PRESENTED TO: BioPharma Services Inc.
PRESENTED BY: A. Tan, K. Awaiye, B. Jose, L. Lutter, F. Trabelsi

PURPOSE

Although valsartan and hydrochlorothiazide (HCTZ) are commonly co-administered, they are usually quantified by two different methods due to their diverging chromatographic and mass spectrometric characteristics. The purpose of this research was to overcome the challenges and to develop a single method for analyzing these two compounds simultaneously to double the efficiency.

METHODS

Supported liquid-liquid extraction (96-well format) with MTBE was used to extract the two analytes from 100 µl of human plasma together with their respective isotopically labeled internal standards. The extracted samples were injected onto a Zorbax SB C18 column (150×4.6 mm) for isocratic separation at a flow rate of 1 ml/min and with a run time of 2.3 min.
Valsartan and HCTZ were eluted at 1.1 min and 1.7 min, respectively using a mobile phase of H2O/CH3CN (40/60, v/v) and 4 mM ammonium acetate. The detection was carried out using an API 4000 triple quadrupole mass spectrometer with an electrospray source, operating in negative ionization mode with multiple reaction monitoring (valsartan: m/z 434/350; HCTZ: m/z 296/269).

RESULTS 

Initially, it appeared to be impossible to accommodate the two analytes in one method due to their conflicting demands on mobile phase composition, LC column selection, and MS detection in achieving good peak shape, short-run time, as well as minimum matrix effect. The challenges were finally overcome by eluting HCTZ with retention while valsartan without retention, which was made possible through clean extraction (salt-free), small volume (5 µl) injection, and careful ruling out the possibilities of isomeric interferences or in-source metabolite conversion.

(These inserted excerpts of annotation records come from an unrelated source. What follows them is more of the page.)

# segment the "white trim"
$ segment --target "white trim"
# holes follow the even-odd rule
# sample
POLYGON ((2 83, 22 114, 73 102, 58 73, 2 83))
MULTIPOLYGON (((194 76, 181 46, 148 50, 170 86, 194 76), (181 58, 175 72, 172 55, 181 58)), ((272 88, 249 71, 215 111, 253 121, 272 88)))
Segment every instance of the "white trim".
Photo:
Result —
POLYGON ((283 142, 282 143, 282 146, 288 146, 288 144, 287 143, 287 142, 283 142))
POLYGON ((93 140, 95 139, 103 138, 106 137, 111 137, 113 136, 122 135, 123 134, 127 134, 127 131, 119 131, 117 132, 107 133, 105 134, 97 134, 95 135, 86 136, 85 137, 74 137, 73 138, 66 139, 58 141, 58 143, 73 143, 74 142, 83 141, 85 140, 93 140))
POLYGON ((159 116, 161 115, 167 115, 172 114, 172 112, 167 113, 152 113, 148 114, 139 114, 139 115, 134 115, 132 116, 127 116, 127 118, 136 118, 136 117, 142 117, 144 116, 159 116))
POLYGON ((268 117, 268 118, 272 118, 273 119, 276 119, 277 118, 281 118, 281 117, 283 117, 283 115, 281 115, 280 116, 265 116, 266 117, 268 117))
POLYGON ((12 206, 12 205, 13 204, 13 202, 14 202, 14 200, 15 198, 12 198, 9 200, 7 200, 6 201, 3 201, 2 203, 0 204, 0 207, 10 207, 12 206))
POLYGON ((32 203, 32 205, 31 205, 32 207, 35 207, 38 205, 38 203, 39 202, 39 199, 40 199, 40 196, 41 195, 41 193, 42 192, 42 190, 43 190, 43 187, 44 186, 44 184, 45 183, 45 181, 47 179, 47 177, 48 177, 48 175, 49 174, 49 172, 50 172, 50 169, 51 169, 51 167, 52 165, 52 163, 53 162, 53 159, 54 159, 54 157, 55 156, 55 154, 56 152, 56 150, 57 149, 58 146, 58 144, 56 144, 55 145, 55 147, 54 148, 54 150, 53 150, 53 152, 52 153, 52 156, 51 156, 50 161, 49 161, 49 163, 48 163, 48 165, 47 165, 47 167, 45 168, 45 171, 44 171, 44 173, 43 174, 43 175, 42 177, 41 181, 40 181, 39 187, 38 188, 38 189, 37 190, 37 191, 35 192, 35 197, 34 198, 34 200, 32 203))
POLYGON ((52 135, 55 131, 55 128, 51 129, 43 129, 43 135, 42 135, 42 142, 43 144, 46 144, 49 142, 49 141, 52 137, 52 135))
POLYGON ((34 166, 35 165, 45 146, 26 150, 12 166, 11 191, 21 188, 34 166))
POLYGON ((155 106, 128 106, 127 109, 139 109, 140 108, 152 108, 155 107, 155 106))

Acceptable inter- and intraday precision and accuracy (<6% diff.) were obtained over linear ranges of 20-16,000 ng/ml and 1-800 ng/ml for valsartan and HCTZ, respectively. The extraction recoveries were around 72% and 79% for valsartan and HCTZ, respectively. Neither matrix interference nor matrix effect was observed from normal matrix lots, or lipemic and hemolytic plasma, or other common over the counter medications.

LCMSMS without Chromatographic Separation

CONCLUSION

The seemingly incompatible demands of valsartan and HCTZ were met through an out-of-the-box thinking strategy, i.e. LC/MS/MS without chromatographic separation for valsartan and with separation for HCTZ, resulting in a single reliable method for the two commonly co-administrated drugs.